According to the study, published in the November issue of the American Journal of Human Genetics, the deletion known as b2/b4 is found in one of every 2,300 men, increases the risk of SSF 145 times, and is responsible for roughly 6% of cases.

"This deletion almost always results in spermatogenic failure, so it would be extremely rare for it to be transmitted from father to son without medically assisted reproduction," says Page. "Because of this, we can conclude that its prevalence in the population essentially reflects the rate at which this deletion arises spontaneously in men."

"Medically relevant population genetics studies are well established for most of the human genome, but this is the first study of this kind for the Y chromosome," says Steven Rozen, an associate professor at Duke-NUS Graduate Medical School Singapore and first author of the study.

Page notes that this study would not have been possible without the unique sequencing method he developed with collaborators at Washington University in St. Louis to help navigate the structural complexities of the Y chromosome. As Page reported years ago, the Y comprises several regions of large palindromes -- areas of mirror-imaged genetic sequences. Such regions render conventional sequencing approaches incapable of detecting extremely subtle genetic differences found hidden among the "mirrors." In response, Page and colleagues developed an approach known as SHIMS (single-haplotype iterative mapping and sequencing) to establish a definitive reference DNA sequence of the Y chromosome.

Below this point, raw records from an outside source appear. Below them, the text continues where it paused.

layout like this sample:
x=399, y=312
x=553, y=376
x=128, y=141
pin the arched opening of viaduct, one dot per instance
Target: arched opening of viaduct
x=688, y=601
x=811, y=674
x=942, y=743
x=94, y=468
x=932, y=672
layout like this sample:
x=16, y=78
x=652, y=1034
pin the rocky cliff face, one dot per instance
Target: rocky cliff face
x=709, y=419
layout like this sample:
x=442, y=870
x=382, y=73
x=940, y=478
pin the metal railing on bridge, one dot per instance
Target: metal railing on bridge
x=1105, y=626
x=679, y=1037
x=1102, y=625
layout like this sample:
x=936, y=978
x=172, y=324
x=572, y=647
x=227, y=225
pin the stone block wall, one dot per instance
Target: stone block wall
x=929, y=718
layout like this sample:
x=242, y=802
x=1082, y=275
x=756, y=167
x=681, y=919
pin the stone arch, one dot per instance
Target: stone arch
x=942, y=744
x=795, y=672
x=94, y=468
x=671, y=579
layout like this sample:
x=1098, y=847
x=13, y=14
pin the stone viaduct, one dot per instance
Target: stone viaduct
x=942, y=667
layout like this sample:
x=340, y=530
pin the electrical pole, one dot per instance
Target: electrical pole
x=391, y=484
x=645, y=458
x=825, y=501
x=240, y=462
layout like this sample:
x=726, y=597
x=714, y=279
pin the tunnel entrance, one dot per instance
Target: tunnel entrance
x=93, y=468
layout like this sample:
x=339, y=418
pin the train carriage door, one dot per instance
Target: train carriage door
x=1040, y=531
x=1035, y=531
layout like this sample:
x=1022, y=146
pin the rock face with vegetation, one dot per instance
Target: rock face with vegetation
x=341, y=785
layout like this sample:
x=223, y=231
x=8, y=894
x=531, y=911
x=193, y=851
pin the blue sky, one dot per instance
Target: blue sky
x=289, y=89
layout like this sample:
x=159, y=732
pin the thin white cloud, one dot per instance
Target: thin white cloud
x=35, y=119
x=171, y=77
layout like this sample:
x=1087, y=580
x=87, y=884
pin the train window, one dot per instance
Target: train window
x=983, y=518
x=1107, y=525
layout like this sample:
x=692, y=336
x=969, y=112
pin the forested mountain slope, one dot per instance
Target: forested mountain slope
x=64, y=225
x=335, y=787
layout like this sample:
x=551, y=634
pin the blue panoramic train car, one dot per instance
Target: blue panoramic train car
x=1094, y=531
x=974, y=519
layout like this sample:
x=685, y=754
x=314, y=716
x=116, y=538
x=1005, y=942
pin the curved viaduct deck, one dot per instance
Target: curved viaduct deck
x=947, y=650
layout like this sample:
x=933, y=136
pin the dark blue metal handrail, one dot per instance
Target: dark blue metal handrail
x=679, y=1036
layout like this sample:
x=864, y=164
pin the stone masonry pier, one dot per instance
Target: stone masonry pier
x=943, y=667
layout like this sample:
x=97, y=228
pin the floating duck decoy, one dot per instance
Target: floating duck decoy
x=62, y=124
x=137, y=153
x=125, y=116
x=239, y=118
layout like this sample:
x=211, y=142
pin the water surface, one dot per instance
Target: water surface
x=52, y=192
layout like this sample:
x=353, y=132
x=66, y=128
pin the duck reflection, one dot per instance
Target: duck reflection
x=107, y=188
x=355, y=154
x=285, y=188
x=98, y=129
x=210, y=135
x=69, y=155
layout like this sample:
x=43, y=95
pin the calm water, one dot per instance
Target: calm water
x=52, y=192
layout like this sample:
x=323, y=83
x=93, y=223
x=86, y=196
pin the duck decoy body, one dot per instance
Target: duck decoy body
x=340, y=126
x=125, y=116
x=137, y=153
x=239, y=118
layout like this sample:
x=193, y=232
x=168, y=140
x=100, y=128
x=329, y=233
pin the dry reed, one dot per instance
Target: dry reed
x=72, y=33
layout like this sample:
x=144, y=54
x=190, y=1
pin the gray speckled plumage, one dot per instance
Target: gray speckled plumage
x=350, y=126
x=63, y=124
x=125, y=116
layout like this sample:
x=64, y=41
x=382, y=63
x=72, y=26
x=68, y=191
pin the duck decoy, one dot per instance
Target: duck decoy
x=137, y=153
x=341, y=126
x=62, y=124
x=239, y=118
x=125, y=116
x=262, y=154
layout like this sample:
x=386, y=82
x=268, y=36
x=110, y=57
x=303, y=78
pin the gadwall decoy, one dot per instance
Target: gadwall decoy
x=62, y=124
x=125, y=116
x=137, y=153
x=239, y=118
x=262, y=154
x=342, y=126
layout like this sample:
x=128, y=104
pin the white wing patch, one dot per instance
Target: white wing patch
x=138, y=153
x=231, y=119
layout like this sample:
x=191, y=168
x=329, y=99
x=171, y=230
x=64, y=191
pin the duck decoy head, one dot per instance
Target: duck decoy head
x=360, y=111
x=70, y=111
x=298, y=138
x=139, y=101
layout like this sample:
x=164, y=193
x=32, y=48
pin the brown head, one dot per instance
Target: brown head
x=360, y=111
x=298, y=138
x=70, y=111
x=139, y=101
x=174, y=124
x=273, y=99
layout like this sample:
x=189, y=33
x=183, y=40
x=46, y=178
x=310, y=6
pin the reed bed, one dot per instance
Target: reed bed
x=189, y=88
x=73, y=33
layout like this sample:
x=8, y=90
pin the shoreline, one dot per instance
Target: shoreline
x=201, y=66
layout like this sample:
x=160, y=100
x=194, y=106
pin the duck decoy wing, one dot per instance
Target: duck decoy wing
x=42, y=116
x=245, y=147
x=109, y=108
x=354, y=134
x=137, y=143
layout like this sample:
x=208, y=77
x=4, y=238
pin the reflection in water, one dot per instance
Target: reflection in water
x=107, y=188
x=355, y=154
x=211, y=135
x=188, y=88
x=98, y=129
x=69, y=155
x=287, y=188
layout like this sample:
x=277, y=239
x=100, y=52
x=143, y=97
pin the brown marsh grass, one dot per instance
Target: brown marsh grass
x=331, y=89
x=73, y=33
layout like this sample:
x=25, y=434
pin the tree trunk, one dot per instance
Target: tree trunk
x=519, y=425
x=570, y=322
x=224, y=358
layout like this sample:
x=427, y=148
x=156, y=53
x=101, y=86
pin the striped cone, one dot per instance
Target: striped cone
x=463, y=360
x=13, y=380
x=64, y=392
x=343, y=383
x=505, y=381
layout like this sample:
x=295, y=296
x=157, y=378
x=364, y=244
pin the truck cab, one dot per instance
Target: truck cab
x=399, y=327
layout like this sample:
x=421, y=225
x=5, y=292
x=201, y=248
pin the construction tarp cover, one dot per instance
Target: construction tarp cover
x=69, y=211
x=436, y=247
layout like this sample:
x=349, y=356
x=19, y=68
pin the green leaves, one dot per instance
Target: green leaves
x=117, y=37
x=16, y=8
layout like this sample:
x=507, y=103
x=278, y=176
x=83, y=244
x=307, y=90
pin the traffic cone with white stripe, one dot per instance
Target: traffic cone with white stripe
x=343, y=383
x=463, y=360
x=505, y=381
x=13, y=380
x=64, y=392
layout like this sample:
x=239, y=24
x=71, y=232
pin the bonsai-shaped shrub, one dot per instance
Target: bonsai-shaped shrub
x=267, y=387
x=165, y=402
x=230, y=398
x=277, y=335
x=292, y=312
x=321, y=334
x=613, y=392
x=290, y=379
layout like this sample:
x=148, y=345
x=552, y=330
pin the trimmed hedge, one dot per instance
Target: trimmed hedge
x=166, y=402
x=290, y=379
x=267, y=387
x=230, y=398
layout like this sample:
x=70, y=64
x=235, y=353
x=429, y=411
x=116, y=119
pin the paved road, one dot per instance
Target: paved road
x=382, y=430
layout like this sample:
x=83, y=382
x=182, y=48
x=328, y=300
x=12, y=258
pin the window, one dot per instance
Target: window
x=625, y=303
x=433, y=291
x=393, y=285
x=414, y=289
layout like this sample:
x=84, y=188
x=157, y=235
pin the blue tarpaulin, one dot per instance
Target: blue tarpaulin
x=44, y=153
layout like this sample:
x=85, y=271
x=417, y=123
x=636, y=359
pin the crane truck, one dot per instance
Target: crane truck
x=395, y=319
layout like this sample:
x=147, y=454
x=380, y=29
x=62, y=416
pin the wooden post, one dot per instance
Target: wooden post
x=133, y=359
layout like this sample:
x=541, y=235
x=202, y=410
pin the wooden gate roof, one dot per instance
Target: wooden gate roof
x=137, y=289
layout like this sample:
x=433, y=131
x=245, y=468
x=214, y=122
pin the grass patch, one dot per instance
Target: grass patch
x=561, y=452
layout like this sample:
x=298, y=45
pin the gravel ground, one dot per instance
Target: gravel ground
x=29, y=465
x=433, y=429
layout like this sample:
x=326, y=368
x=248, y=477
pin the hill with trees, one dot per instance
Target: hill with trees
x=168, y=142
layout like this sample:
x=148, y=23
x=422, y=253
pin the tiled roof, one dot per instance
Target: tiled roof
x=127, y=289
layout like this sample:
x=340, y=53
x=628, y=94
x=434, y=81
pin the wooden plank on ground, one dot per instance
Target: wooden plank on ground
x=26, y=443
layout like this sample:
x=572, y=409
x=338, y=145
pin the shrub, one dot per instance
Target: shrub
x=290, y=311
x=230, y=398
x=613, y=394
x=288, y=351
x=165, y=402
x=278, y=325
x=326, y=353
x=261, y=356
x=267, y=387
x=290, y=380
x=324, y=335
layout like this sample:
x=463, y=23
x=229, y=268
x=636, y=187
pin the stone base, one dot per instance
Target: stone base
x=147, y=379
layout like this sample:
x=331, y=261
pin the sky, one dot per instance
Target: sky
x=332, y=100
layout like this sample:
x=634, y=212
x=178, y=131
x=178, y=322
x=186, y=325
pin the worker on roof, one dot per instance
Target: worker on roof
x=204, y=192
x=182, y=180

Such structural complexity is not exclusive to the Y chromosome, however. Smaller "halls of mirrors" can be found scattered throughout the human genome, and these areas are likely to be as unstable and prone to mutation as those on the Y chromosome. While the effects of the known deletions of the AZFc region appear to be limited to sperm production, substantially more harmful health effects are apt to arise from mutations elsewhere. Given the inherent challenges of obtaining accurate and complete DNA sequences of mirrored regions, Page believes that the current reference sequence of the human genome is missing potentially meaningful detail -- and that the time has come to apply SHIMS broadly.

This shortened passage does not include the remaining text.